Web traffic analysis, whether basic or advanced, centers on the communication between computer servers and the translation of search algorithm data. The main goal is to identify how many people have seen a website within a certain time period but can be expanded to include information about how people arrived on the site, from where and how long they stayed. This information can be valuable to site owners for many reasons, most of them related to traffic management and the placement of external traffic-drivers such as links and sponsored ads.
The most basic type of web traffic analysis lets site owners know how many people have visited their web page. People end up viewing websites in a variety of ways. They might type in the address directly or follow a link from another page. Visitors might have clicked on an advertisement or might have been referred and redirected through an outside host. This data usually is captured by accessing server logs and can be accomplished very easily with basic tracking applications that owners can install into the coding of their sites.

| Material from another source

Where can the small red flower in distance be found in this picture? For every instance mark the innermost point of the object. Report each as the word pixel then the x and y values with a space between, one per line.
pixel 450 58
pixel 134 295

Knowing the raw number of visitors is a good way of gauging site popularity and general interest, but it does not tell owners much about how to improve their statistics. To attract more visitors, site owners usually must understand not just who has landed on their site but also why. More involved web analytics usually are needed to draw these conclusions.
Advanced website traffic analysis tracks not only how many visitors have landed on a page but also what other sites those visitors came from, their geographic locations, how many pages they viewed and how long they stayed. This kind of tracking depends on the same kind of coding as a basic visitor count, but it is much more sophisticated. It often requires layered data streams that amalgamate and coordinate information from various sources in real time. Much of this involves server communication, as well as the placement of cookies — the web tracking packets that are dropped onto web users’ hard drives when they visit certain sites.
The most advanced website traffic statistics programs take basic data about where visitors came from and how long they stayed to construct dynamic reports about user retention, ad traffic and search engine keyword hits. If a website owner notices that most of the site’s visitors arrive from certain advertisements, for instance, he or she might choose to invest more heavily in that type of ad. Similarly, ads that generate only negligible traffic are often pulled or reworded. Monitoring website traffic hits is one of the best ways for owners to ensure that they are attracting their desired consumer base.
Basic web traffic analysis programs are often available for free. The more complex a user wants to get, however, the more he or she usually must be willing to pay. Web traffic analysis programs that are capable of performing studies and generating usability reports usually come at a steep price. Owners who are depending on website traffic to drive business and generate a profit will often invest in these kinds of programs as a way of figuring out how to improve their statistics, and many of them consider these programs to be a necessary business expense.